Search code examples
scaladockerloggingapache-flink

Apache Flink: The file STDOUT is not available on the TaskExecutor


I started flink with the following docker-compose.yml from the official flink repository. I only added the connection to the external hadoop network.

version: "2.1"

networks:
  hadoop:
    external:
      name: flink_hadoop

services:
  jobmanager:
    image: flink:1.7.1-hadoop27-scala_2.11
    container_name: flink-jobmanager
    domainname: hadoop
    networks:
      - hadoop
    expose:
      - "6123"
    ports:
      - "8081:8081"
    command: jobmanager
    environment:
      - JOB_MANAGER_RPC_ADDRESS=jobmanager

  taskmanager:
    image: flink:1.7.1-hadoop27-scala_2.11
    container_name: flink-taskmanager
    domainname: hadoop
    networks:
      - hadoop
    expose:
      - "6121"
      - "6122"
    depends_on:
      - jobmanager
    command: taskmanager
    links:
      - "jobmanager:jobmanager"
    environment:
      - JOB_MANAGER_RPC_ADDRESS=jobmanager

After this everything runs and I can access the WebUI.

Then I packaged the following job.

import org.apache.flink.api.scala._
import org.slf4j.LoggerFactory
import stoff.schnaps.pojo.ActorMovie

object HdfsJob {
  private lazy val logger = LoggerFactory.getLogger(getClass)

  def main(args: Array[String]) {
    // set up the batch execution environment
    val env = ExecutionEnvironment.getExecutionEnvironment

    val actorMovies = env
      .readCsvFile[ActorMovie](
      "hdfs://namenode:8020/source-data/test.tsv",
      "\r\n",
      "\t",
      includedFields = Array(2,3,5),
      pojoFields = Array("actor",
                         "film",
                         "character"))

    actorMovies.print

    // execute program
    env.execute("Flink Batch Scala API Skeleton")
  }
}

Which just reads a tsv file from hdfs into a DataSet of pojos and prints this.

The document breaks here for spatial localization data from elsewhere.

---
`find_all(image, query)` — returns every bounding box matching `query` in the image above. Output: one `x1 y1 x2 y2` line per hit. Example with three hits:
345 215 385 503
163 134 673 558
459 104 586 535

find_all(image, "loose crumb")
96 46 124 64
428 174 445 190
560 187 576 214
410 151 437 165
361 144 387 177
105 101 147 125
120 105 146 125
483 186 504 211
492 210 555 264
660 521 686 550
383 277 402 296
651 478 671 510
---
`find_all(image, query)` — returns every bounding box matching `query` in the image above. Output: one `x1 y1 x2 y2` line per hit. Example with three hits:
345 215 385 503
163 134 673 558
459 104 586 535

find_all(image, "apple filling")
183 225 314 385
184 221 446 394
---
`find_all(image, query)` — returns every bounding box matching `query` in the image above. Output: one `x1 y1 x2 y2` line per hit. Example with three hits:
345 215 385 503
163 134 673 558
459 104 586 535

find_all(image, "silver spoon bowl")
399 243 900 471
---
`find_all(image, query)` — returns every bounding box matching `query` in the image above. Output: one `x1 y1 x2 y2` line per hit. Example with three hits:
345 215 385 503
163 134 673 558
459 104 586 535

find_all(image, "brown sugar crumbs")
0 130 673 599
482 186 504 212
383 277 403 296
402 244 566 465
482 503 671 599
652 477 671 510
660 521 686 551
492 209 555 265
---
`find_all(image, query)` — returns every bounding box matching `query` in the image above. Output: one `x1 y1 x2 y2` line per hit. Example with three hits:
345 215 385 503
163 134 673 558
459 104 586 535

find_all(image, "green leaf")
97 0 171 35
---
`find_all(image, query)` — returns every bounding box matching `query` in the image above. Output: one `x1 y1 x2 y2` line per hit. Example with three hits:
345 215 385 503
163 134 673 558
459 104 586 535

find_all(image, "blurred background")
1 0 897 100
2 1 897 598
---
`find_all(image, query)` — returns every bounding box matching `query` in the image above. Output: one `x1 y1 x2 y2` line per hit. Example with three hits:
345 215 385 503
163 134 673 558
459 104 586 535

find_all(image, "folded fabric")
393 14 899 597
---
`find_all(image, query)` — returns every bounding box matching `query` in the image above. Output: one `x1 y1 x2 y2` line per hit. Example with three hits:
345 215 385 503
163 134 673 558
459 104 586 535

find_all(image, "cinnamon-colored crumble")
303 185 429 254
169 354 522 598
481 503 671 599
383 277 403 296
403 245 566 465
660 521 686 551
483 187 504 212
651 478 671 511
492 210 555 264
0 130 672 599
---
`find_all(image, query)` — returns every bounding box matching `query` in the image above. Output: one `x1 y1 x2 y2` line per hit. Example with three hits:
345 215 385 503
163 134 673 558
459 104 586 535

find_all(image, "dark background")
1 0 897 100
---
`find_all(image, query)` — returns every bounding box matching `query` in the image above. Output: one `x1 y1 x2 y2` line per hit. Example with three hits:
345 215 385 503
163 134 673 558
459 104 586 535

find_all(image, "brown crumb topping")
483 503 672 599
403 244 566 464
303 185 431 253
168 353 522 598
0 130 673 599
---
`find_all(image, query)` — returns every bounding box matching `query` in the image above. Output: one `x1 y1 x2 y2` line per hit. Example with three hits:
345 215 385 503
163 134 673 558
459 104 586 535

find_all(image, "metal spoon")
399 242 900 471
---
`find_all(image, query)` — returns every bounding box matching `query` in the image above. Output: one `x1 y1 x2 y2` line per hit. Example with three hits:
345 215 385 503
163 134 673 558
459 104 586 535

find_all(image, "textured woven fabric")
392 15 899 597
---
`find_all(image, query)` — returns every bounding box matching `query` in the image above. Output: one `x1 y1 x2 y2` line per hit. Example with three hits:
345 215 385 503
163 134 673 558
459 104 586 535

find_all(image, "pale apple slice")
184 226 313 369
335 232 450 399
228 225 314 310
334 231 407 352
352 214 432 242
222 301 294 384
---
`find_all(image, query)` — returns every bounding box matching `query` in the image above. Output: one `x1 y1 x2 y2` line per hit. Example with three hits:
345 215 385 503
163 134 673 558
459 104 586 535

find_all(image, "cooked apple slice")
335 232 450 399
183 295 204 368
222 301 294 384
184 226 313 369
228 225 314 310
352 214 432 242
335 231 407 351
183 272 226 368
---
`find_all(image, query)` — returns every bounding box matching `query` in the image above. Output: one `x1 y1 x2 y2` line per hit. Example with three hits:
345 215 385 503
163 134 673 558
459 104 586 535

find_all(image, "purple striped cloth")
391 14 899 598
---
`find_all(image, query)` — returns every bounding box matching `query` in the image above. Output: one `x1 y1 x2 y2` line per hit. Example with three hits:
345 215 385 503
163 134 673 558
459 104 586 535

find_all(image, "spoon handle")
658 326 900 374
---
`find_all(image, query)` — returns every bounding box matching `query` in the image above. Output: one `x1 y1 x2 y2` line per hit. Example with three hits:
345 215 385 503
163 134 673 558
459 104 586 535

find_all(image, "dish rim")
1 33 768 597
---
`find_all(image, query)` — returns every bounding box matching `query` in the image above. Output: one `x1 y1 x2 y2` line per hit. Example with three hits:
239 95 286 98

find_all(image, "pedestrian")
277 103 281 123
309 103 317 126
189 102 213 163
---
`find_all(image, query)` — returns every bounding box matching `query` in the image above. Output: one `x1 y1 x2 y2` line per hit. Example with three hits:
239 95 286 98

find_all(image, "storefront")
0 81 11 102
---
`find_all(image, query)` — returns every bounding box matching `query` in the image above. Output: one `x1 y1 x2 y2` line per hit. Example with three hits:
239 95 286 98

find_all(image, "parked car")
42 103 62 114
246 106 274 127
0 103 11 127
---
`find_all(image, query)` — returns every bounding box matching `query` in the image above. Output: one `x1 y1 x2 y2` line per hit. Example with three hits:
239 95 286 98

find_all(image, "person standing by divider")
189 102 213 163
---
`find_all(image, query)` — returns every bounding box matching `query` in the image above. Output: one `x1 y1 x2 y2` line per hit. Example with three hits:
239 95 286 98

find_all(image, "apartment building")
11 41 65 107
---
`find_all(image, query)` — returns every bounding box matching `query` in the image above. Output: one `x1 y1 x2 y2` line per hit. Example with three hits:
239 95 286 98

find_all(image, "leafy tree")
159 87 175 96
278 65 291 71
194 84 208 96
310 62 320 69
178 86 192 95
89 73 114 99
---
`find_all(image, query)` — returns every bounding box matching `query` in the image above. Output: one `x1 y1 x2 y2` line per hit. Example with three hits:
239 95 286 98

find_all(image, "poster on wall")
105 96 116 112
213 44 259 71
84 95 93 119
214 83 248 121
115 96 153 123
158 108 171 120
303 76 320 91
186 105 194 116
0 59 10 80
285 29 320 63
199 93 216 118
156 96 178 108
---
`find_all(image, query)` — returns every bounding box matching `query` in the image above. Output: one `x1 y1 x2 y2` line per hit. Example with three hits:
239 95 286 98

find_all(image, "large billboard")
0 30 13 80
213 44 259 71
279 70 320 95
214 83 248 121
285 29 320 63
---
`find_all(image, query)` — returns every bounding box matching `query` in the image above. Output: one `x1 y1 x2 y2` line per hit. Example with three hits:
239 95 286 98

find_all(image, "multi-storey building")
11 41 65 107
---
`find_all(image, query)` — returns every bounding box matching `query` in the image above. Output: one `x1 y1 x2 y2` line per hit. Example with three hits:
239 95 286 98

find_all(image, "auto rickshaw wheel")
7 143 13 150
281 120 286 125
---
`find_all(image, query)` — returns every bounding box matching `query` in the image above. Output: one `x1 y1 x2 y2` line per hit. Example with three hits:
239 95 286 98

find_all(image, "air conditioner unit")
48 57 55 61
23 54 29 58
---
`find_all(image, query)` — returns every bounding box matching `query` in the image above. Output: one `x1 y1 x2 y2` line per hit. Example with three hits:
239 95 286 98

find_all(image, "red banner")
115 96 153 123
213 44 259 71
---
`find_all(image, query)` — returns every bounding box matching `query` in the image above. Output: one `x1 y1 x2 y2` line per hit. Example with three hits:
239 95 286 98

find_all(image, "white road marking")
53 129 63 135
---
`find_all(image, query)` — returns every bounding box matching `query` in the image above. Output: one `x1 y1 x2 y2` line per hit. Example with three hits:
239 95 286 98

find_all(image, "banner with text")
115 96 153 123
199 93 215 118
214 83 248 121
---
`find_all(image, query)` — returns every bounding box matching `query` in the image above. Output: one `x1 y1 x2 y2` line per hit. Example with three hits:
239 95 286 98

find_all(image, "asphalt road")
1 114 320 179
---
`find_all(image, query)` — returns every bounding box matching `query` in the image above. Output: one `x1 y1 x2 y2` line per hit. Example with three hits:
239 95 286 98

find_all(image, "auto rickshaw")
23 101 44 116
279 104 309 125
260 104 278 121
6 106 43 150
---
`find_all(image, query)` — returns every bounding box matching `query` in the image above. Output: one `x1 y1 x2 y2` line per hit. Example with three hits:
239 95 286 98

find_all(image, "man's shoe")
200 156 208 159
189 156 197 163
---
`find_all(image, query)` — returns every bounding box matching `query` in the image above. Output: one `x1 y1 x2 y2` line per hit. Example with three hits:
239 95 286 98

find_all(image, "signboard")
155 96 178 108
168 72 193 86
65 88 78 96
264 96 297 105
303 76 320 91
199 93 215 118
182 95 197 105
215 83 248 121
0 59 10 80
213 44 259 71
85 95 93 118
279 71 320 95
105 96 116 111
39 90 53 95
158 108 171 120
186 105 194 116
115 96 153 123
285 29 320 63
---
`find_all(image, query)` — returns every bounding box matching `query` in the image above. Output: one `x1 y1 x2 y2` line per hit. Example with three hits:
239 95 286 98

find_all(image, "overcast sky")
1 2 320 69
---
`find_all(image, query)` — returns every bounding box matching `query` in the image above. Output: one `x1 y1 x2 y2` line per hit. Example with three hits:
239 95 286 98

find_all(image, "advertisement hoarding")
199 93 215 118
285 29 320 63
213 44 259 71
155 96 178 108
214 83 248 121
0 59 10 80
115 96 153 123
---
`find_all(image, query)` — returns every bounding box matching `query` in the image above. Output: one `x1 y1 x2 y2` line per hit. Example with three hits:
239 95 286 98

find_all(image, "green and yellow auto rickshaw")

When I let this run local everything works fine. But when I upload the .jar and let it run on the cluster, the jobmanager logs the following exceptions:

java.util.concurrent.CompletionException: org.apache.flink.util.FlinkException: The file STDOUT is not available on the TaskExecutor.

java.util.concurrent.CompletionException: org.apache.flink.util.FlinkException: The file LOG is not available on the TaskExecutor.

And obviously the taskmanager contains no logs, what the current problem is.


Solution

  • When running Flink on Docker, the docker-entrypoint.sh script will start the Flink processes (TaskExecutor and JobMaster) in the foreground. This has the effect that Flink will neither redirect its STDOUT into a file nor will it log into a file. Instead, Flink will also log to STDOUT. That way, you can view the logs and the stdout output of your docker containers via docker logs.

    If you want to change this behaviour, it should be sufficient to alter docker-entrypoint.sh and pass start instead of start-foreground:

    if [ "${CMD}" == "${TASK_MANAGER}" ]; then
        $FLINK_HOME/bin/taskmanager.sh start "$@"
    else
        $FLINK_HOME/bin/standalone-job.sh start "$@"
    fi
    
    sleep 1
    exec /bin/bash -c "tail -f $FLINK_HOME/log/*.log"
    

    Update

    When using Flink's DataSet API, calling the method DataSet::print will actually retrieve the respective DataSet from the cluster back to the client where it is printed to STDOUT. Due to the retrieval, this method only works if the job has been submitted by Flink's CLI client via bin/flink run <job.jar>. This behavior is different from the DataStream::print method which prints the DataStream on the TaskManagers where the program is executed.

    If you want to print the DataSet results on the TaskManager, one needs to call DataSet::printOnTaskManager instead of print.